No final de março, terminou o tour oficial de viagens e mordomias do Presidente do Brasil para conhecer o sol nascente do Japão e o sol pacificado do Vietnã, junto com sua gigantesca comitiva de convidados, tudo pago com o nosso dinheiro.
Os Supremos Justiceiros, que, em 2022, o soltaram, no 580º dia da prisão especial no prédio da Polícia Federal em Curitiba, enquanto o Chefe se divertia lá fora, finalizaram a incriminação do seu maior adversário político numa trama teatral de 3 atos.

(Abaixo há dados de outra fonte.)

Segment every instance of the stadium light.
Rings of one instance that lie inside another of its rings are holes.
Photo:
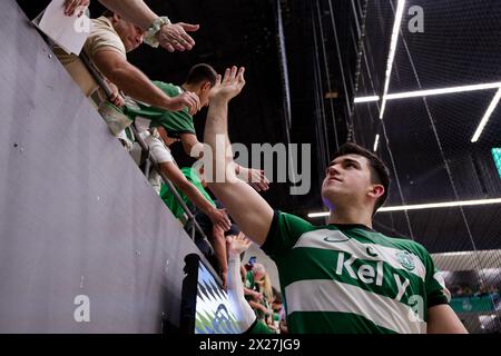
[[[403,205],[403,206],[394,206],[394,207],[384,207],[384,208],[379,209],[377,211],[379,212],[387,212],[387,211],[404,211],[404,210],[439,209],[439,208],[452,208],[452,207],[465,207],[465,206],[492,205],[492,204],[501,204],[501,198]],[[322,218],[322,217],[326,217],[328,215],[330,215],[330,211],[311,212],[311,214],[308,214],[308,218]]]
[[[371,102],[371,101],[377,101],[380,100],[380,97],[377,96],[373,96],[373,97],[357,97],[355,98],[354,102],[355,103],[360,103],[360,102]]]
[[[375,141],[374,141],[374,152],[377,150],[377,145],[380,144],[380,134],[376,135]]]
[[[488,83],[449,87],[449,88],[414,90],[414,91],[389,93],[386,96],[386,100],[430,97],[430,96],[440,96],[444,93],[468,92],[468,91],[499,89],[499,88],[501,88],[501,82],[498,81],[498,82],[488,82]]]
[[[494,99],[492,99],[491,105],[485,110],[485,113],[483,115],[482,120],[480,120],[479,127],[475,130],[475,134],[473,134],[473,137],[471,138],[472,142],[477,142],[480,138],[480,135],[482,135],[483,128],[489,122],[489,119],[494,111],[495,107],[498,106],[499,100],[501,99],[501,88],[498,89],[498,92],[494,96]]]
[[[386,75],[384,79],[383,102],[381,103],[380,119],[383,119],[384,109],[386,108],[386,95],[390,88],[390,77],[392,75],[393,60],[395,59],[396,44],[399,43],[400,24],[402,23],[403,9],[405,0],[399,0],[395,13],[395,22],[393,23],[392,41],[390,43],[390,53],[387,55]]]

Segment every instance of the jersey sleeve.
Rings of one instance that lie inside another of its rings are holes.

No 1º ato, montaram, às pressas, um volumoso e inventivo inquérito policial.
No 2º ato, o relator do processo aprovou a enganosa denúncia, produzida pela PGR para incriminar o ex-Presidente e mais sete acusados.
No 3º ato, o unânime veredito do Supremo Colegiado tornou o réu um denunciado.
O viajante, na despedida de Tóquio, sob as luzes e microfones da mídia internacional, pouco informou sobre os resultados comerciais da visita.
Primou por enaltecer a condenação do seu antecessor, que se “tornou réu por tentativa de golpe de Estado”.
Menosprezou a pauta do intercâmbio comercial, para celebrar um contraditório da vida nacional, o que só incentivou a mídia internacional a relembrar o seu passado de ex-presidiário, condenado por corrupção e lavagem de dinheiro, e a informar a calamitosa situação econômica e social do Brasil, rumo à recessão com a escalda de juros estratosféricos, a desaceleração do PIB e o descontrole da inflação.
Foi uma vergonha internacional: o mundo tomou conhecimento da decadência do Brasil.
Que Deus proteja o Brasil do ódio vingativo dos corruptos e fracassados.